This paper attempts to identify appropriate methods for government revenues forecasting based on time series forecasting. I have utilized level data of monthly revenue series including 192 observations starting from 1997 to 2012 for the analysis. Among the five competitive methods under scrutiny, Winter method and Seasonal ARIMA method are found in tracking the actual Data Generating Process (DGP) of monthly revenue series of the government of Nepal.
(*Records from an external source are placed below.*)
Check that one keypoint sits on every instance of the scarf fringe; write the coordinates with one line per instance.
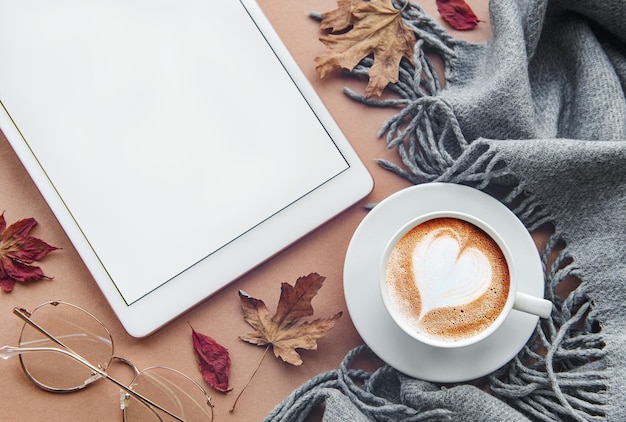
(550, 378)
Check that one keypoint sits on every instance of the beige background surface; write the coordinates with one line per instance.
(220, 316)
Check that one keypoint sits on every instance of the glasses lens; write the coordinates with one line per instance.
(171, 390)
(75, 329)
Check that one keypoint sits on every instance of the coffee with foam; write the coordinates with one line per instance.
(448, 279)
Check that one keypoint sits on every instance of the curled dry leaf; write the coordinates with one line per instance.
(283, 331)
(213, 360)
(457, 13)
(17, 251)
(360, 28)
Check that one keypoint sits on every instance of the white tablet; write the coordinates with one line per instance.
(177, 142)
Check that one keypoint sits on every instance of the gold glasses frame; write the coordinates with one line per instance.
(97, 372)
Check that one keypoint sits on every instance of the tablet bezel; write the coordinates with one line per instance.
(173, 298)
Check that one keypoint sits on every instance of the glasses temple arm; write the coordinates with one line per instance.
(9, 351)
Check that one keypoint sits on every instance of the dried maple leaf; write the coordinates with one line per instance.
(17, 251)
(369, 27)
(457, 13)
(281, 330)
(213, 360)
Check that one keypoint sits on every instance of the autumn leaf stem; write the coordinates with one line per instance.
(232, 409)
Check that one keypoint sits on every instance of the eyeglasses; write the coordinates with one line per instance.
(63, 349)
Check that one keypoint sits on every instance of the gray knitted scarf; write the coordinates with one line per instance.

Out of two selected methods, seasonal ARIMA method albeit superior in terms of minimum MPE and MAPE criteria. However, the results of forecasted revenues in this paper may vary depending on the application of more sophisticated methods of forecasting which capture cyclical components of the revenue series. The prevailing forecasting method based particularly on growth rate method extended with discretionary adjustment of a number of updated assumptions and personal judgment can create uncertainty in revenue forecasting practice. Therefore, the methods recommended here in this paper help in reducing forecasting error of the government revenue in Nepal.

Suggested Citation

  • T. P. Koirala Ph.D., 2012. "Government Revenue Forecasting in Nepal," NRB Economic Review, Nepal Rastra Bank, Research Department, vol. 24(2), pages 47-60, October.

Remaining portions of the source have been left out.